I spent the morning doing boring admin and after lunch I felt that I had earned a few hours fishing. The gentle south-westerly breeze would be funnelled up the river valley and I took a Barbour jacket to keep warm. This time last year the country was locked down during a long, dry heatwave. I chose to fish the Tavy because the stunning scenery would compensate for a lack of Trout. The water level was good but the crystal clear river was too cold for the fish to move around and I would have too put a fly on the nose of a fish to get a take.
I had a new Rio line to christen. I had stretched the line and glued a 7lb tapered leader to the braid core. The short head would load the rod on narrow streams and help with tricky casts.
When I arrived at the river a couple of young lads were chucking rocks into the top of the Beat. We’ve all done it.
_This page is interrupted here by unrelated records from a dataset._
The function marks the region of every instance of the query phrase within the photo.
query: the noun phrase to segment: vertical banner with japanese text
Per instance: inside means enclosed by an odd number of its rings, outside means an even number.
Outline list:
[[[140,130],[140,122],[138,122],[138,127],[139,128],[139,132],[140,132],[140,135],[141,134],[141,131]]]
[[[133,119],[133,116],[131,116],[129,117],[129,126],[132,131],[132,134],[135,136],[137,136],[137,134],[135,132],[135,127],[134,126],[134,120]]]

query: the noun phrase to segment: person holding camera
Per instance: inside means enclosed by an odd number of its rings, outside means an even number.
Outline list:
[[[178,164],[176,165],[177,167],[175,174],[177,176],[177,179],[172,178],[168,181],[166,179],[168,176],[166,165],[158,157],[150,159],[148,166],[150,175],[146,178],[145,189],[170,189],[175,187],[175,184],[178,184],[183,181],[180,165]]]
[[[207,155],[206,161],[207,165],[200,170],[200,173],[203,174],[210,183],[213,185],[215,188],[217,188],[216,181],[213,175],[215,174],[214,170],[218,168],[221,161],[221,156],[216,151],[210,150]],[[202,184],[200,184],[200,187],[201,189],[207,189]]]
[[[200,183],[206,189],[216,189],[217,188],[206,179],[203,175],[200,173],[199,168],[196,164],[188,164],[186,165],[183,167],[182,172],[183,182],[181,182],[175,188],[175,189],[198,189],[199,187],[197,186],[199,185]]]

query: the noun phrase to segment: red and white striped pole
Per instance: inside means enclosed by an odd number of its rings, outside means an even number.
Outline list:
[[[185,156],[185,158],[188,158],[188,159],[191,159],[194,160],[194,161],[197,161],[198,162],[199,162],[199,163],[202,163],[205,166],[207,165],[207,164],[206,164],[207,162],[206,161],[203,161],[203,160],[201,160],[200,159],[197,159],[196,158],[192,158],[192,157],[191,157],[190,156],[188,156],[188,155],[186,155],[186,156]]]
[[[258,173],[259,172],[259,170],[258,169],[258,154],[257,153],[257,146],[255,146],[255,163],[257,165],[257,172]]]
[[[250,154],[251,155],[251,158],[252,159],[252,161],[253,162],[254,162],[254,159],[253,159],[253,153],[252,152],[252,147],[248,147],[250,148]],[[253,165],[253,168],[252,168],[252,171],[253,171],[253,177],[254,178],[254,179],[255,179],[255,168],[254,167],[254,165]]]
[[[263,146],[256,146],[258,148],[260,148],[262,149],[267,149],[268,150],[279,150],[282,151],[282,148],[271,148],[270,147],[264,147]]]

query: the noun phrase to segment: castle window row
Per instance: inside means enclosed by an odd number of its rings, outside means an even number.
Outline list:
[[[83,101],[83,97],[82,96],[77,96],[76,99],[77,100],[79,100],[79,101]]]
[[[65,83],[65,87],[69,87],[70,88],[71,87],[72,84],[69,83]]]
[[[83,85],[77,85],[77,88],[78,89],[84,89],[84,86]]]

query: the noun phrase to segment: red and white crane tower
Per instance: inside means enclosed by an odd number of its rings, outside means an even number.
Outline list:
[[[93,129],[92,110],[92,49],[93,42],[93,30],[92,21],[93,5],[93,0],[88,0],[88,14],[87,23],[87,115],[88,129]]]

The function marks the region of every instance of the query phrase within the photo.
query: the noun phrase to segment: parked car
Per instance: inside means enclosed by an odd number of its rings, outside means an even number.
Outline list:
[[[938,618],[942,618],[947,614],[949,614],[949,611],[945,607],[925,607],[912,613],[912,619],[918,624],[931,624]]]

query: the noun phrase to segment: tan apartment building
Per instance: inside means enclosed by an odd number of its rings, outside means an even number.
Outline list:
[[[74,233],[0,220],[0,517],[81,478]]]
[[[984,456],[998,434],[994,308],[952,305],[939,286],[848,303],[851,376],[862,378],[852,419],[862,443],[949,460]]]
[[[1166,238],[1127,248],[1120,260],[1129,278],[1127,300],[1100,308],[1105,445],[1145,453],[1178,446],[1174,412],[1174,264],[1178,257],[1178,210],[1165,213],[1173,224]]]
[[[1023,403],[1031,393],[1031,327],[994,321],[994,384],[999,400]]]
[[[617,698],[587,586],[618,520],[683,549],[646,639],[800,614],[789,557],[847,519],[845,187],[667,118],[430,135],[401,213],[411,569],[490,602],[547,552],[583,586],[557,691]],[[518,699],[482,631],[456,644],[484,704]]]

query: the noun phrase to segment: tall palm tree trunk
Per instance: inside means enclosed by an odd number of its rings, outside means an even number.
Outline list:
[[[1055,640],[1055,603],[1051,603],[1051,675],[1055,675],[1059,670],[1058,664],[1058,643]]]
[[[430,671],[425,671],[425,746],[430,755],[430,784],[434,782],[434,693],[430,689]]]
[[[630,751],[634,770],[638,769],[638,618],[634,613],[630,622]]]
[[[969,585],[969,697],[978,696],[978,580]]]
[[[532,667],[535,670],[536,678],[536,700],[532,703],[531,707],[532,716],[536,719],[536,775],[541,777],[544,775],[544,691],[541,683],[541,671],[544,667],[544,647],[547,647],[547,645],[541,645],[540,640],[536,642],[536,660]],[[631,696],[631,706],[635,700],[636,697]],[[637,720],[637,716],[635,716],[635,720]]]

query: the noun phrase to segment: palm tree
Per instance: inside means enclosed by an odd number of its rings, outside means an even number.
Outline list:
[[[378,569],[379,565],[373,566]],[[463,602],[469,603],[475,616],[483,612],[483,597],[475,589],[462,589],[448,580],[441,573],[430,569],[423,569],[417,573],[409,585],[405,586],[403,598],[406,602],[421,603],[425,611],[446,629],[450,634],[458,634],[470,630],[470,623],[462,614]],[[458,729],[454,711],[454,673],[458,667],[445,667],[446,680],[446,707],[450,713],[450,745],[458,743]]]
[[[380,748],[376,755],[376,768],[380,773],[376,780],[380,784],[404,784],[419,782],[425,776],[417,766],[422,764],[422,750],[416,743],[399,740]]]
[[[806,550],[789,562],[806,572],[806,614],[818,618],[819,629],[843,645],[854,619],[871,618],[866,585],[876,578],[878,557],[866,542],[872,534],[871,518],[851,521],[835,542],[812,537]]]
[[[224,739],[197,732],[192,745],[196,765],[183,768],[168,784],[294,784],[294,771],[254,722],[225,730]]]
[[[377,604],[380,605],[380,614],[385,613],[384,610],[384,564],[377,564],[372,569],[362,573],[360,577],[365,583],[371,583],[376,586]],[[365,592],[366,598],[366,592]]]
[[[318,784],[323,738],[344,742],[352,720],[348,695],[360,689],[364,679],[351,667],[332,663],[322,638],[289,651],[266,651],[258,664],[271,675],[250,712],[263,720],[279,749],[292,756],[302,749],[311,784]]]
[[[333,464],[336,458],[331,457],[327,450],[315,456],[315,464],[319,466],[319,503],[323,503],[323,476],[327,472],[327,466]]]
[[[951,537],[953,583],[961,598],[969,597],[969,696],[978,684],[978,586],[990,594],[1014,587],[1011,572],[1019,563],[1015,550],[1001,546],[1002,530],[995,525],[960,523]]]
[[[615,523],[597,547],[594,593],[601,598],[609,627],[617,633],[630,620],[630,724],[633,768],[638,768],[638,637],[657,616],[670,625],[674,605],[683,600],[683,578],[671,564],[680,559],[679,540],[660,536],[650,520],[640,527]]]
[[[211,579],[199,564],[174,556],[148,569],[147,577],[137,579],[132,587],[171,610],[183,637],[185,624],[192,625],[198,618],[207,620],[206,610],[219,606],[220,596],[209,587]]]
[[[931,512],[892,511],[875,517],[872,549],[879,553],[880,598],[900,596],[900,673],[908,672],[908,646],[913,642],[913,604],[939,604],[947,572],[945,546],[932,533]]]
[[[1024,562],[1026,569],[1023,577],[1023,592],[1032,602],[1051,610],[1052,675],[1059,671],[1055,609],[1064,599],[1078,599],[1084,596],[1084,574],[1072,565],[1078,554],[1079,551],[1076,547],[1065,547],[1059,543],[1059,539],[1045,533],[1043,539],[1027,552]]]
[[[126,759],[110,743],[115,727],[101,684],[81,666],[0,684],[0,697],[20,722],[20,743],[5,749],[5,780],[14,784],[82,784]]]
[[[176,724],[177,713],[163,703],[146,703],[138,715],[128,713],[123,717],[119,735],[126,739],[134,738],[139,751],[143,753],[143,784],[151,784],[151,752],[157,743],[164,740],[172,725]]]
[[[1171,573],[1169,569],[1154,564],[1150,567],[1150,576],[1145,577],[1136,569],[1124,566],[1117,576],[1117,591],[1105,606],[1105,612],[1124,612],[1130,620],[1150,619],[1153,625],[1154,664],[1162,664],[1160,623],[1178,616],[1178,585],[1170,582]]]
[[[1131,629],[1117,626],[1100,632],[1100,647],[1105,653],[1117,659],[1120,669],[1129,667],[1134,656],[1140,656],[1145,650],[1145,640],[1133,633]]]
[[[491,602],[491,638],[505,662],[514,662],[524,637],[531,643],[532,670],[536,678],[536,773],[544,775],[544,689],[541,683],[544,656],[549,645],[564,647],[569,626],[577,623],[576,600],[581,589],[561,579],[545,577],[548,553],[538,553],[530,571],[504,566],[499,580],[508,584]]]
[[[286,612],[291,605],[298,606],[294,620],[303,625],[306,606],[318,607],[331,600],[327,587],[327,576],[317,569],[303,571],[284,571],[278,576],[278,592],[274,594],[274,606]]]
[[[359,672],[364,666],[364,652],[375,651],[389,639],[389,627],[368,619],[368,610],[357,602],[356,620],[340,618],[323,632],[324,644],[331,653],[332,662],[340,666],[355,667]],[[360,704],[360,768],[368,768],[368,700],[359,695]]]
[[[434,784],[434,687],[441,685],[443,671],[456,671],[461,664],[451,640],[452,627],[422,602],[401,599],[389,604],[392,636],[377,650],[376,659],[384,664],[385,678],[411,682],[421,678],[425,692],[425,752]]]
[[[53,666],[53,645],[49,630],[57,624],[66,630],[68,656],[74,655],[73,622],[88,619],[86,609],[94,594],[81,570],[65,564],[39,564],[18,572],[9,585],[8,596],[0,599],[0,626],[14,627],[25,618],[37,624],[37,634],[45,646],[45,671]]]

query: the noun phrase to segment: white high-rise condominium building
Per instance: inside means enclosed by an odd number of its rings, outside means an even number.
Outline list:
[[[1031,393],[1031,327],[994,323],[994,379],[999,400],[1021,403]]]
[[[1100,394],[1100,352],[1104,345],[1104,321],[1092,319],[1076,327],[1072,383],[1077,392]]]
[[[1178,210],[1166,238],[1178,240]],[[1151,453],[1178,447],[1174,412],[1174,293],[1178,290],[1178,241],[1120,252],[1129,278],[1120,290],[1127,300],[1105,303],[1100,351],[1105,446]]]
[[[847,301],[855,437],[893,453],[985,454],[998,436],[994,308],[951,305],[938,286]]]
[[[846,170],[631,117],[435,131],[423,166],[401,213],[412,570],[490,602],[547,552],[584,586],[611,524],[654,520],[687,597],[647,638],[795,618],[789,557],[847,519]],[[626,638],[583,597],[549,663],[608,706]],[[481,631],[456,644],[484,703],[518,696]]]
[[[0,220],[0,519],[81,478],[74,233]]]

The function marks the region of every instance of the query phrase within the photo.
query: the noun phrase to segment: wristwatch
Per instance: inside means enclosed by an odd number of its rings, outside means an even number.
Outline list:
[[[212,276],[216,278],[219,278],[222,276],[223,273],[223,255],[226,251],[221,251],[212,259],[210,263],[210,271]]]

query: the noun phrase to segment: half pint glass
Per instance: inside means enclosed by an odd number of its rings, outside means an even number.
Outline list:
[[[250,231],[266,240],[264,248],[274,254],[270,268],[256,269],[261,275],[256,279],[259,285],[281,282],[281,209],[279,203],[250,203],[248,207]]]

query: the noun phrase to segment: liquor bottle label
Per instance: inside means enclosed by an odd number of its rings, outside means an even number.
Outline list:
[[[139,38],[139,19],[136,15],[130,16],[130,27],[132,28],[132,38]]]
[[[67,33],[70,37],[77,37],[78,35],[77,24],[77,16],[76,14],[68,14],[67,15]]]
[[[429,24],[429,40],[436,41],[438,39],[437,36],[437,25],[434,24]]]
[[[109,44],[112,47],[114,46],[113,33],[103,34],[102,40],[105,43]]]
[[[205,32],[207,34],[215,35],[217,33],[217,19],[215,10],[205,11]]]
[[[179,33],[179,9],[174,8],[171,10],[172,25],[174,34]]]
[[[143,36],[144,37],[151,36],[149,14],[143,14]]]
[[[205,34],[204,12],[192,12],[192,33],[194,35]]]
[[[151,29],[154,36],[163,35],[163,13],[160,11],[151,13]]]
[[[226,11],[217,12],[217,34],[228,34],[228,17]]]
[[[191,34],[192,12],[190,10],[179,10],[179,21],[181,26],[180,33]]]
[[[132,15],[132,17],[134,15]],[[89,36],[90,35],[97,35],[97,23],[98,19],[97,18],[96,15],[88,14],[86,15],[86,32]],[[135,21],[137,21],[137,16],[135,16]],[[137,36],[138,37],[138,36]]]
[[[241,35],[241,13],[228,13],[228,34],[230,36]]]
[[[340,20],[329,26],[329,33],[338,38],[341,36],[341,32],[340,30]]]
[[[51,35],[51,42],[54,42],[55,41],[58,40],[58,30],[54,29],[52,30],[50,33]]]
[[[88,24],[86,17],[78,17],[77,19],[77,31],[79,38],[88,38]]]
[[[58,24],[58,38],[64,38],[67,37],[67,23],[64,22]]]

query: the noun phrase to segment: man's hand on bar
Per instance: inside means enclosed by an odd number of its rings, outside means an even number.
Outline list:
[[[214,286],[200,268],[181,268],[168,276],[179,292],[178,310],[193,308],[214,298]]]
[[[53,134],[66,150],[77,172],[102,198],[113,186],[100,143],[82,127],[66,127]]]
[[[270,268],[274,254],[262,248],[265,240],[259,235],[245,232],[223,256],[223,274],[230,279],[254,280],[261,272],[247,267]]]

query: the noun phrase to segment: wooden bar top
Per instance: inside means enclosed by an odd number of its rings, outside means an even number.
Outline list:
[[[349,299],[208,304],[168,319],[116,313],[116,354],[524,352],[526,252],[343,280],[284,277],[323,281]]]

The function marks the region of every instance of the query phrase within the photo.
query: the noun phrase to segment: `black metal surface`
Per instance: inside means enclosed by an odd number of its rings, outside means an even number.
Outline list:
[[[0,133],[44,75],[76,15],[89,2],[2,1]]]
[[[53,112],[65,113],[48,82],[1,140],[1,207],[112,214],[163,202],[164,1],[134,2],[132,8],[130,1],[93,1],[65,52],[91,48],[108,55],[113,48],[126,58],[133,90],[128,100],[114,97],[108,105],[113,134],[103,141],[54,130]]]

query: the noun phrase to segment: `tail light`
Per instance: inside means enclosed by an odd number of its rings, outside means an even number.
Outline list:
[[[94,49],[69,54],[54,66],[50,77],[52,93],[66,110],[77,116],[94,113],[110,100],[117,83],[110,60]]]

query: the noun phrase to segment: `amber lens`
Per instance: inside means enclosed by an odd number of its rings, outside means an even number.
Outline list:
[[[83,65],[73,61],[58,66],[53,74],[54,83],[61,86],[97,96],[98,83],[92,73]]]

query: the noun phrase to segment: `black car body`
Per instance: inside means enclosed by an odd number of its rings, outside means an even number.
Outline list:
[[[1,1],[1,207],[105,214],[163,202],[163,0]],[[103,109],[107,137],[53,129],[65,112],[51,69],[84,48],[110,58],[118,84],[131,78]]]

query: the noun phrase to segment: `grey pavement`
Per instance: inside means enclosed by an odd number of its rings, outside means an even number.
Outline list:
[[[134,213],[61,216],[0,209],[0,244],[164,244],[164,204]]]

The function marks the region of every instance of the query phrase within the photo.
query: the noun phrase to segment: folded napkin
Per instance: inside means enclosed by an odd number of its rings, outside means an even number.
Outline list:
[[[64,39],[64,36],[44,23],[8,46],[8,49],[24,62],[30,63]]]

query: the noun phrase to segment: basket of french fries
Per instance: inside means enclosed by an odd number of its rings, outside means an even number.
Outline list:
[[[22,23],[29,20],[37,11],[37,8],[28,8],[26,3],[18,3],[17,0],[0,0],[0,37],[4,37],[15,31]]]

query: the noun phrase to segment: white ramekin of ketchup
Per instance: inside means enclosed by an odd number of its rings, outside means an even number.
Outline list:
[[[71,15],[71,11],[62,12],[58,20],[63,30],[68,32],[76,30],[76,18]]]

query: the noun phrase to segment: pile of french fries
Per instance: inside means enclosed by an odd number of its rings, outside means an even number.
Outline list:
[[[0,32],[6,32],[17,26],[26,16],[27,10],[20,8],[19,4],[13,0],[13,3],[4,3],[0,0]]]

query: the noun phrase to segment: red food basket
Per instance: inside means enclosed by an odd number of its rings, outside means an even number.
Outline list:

I wandered downstream and chose a run below a big riffle to swing a nymph down-and-across. The line worked very well even with an upstream breeze. It suited my fast and low casting style.
I covered a series of pools and enjoyed the sunshine. The noise of the river was a comfort. A few flies hatched, mainly Grannom and Olives but the fish didn’t rise. I eventually reached the big deep pool below the fisherman’s shelter and sat on a rock working the nymph along the seams in the current and the clefts in the rock. There was no response despite my concentration but I was not disappointed, I knew at the outset that it would be difficult to find a feeding fish.
It had been a relaxing afternoon. The sun was warm and the mossy banks were dry. I saw a couple of buzzards performing aerobatics and a mother Mallard with two ducklings. I forgot to take the temperature of the water but with the weather forecast of high pressure and sunshine, the water temperature should soon rise and get the fish moving.